制度を変えるたびに研究目的まで作り直すと、同じ研究を出しているつもりでも、問い、対象、完了条件が別物になります。動かさない研究の核を先に短文化し、制度ごとに変更するのは「なぜ今ここで支援する価値があるか」という強調点に限定します。

研究の核と、公募に合わせる説明は別の層にある

環境政策、地域実践、若手育成など、複数の制度が同じ研究構想に関心を持つことがあります。ここで公募趣旨の語を目的文へ直接足すと、「行動変容の仕組みを明らかにする研究」が「地域課題を解決する事業」へ変わり、別の制度ではさらに「人材育成を通じて持続可能性を高める研究」へ変わります。方法も成果も連動して変わり、どの部分が実際に準備できているのか説明できなくなります。

制度変更時に必要なのは、候補をもう一度比較することではありません。既に選んだ制度へ、同じ研究をどう翻訳するかです。
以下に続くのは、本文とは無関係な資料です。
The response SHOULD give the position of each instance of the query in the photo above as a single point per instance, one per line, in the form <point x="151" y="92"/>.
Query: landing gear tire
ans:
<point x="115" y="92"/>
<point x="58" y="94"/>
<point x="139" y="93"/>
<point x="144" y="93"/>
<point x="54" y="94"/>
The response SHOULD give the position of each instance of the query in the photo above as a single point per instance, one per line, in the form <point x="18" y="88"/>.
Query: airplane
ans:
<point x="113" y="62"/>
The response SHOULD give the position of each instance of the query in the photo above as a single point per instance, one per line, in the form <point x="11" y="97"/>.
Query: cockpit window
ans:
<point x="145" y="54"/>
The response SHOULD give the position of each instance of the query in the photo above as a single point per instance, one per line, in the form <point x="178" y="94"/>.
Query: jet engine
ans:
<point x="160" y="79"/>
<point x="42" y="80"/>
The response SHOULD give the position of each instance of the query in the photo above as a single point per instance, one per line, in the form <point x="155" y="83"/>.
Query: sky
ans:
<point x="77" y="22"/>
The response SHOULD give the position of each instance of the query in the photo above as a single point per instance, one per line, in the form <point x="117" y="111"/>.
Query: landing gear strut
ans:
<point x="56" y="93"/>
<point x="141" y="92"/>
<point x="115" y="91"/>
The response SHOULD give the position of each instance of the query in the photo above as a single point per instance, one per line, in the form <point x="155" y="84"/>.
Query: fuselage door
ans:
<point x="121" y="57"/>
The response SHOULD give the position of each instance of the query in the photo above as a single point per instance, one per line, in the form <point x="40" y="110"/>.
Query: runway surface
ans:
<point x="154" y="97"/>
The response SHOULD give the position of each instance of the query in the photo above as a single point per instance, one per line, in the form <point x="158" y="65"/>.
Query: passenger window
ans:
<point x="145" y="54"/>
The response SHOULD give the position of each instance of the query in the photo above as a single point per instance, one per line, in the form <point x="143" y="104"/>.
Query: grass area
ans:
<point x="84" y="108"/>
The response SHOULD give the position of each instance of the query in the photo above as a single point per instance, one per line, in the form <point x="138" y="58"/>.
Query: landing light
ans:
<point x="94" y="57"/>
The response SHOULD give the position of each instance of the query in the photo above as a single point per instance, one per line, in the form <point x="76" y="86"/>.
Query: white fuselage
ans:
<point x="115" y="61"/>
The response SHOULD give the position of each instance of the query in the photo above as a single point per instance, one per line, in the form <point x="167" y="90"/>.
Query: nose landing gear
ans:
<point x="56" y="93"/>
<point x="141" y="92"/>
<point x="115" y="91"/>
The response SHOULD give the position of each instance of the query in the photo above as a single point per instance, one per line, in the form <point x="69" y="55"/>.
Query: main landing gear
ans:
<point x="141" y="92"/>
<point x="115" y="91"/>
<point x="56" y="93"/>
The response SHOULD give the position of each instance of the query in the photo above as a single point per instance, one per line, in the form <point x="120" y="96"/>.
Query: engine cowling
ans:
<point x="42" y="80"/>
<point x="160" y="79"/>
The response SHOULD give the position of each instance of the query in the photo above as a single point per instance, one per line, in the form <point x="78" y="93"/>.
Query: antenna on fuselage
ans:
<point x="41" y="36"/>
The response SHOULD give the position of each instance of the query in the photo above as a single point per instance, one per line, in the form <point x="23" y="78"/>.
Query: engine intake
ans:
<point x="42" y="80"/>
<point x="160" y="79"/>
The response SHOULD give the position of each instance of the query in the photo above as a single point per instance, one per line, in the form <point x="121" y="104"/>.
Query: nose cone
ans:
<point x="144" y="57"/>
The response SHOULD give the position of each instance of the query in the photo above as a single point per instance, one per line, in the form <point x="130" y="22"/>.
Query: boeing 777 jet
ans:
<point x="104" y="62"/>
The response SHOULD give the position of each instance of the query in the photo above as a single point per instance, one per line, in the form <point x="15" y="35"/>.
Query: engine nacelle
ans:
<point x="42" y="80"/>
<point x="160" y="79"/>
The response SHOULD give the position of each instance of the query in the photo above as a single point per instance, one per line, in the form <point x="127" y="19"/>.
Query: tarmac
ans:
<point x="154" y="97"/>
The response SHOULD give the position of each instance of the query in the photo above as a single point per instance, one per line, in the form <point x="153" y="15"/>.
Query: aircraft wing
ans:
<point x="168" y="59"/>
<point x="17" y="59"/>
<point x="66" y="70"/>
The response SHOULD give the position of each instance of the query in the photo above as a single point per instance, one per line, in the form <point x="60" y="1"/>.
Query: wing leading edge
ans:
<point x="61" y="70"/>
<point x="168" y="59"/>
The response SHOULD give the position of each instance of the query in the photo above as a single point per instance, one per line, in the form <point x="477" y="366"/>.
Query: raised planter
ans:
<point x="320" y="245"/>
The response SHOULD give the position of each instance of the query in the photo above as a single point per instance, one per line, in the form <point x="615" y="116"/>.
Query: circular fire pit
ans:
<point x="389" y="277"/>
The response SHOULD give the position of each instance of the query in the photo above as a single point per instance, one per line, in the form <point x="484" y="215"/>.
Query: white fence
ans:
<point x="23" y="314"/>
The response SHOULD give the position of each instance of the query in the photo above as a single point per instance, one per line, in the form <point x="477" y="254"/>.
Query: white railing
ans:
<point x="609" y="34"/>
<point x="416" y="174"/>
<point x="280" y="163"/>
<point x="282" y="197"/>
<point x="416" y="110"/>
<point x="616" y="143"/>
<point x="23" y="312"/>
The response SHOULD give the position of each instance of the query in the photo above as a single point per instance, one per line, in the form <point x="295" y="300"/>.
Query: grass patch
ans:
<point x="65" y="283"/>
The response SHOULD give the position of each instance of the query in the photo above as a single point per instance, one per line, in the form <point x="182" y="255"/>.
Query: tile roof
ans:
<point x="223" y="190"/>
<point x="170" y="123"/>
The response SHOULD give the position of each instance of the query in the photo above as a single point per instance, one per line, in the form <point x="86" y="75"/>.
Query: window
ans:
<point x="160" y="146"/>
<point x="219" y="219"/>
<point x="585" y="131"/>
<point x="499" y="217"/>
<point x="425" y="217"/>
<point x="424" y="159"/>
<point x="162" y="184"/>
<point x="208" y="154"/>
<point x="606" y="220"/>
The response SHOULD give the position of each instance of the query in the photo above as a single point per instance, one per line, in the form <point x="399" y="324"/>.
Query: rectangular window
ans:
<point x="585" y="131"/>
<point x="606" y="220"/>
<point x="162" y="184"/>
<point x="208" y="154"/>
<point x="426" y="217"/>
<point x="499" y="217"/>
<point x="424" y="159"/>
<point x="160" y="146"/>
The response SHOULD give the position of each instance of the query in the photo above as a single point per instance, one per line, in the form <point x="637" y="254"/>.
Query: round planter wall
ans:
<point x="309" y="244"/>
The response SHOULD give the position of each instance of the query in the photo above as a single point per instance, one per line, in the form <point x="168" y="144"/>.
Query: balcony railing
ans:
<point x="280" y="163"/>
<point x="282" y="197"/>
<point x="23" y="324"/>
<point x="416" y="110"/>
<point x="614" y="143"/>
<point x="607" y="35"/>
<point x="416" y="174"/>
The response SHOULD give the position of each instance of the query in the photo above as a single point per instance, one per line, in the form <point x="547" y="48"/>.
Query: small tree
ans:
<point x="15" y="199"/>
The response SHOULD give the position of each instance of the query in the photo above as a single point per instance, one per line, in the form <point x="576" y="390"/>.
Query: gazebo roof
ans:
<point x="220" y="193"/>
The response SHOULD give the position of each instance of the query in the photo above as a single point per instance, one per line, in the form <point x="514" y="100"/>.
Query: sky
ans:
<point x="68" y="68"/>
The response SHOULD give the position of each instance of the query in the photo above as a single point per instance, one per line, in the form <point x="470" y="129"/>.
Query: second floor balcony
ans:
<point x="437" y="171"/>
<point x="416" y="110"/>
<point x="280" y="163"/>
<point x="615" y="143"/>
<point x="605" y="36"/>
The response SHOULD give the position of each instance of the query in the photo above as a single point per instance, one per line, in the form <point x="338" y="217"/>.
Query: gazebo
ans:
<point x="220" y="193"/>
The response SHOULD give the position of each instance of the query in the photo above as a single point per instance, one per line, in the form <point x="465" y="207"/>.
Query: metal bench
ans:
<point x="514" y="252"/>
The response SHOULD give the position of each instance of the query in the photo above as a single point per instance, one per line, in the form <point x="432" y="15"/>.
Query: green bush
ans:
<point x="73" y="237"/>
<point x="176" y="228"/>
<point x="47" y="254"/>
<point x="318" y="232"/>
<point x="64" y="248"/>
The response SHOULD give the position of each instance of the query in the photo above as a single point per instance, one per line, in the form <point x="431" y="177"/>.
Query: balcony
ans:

翻訳してよい説明と、翻訳すると研究そのものが変わる部分を分けます。

最新の公式資料を読むと、学術研究を支える制度と、地域の具体的課題に対して協働実施者と解決策を創出する研究開発プログラムでは、前面に出す価値や体制が異なります。ただし、制度名を替えるだけで対象者、介入、主要評価、完了条件まで変えてよいわけではありません。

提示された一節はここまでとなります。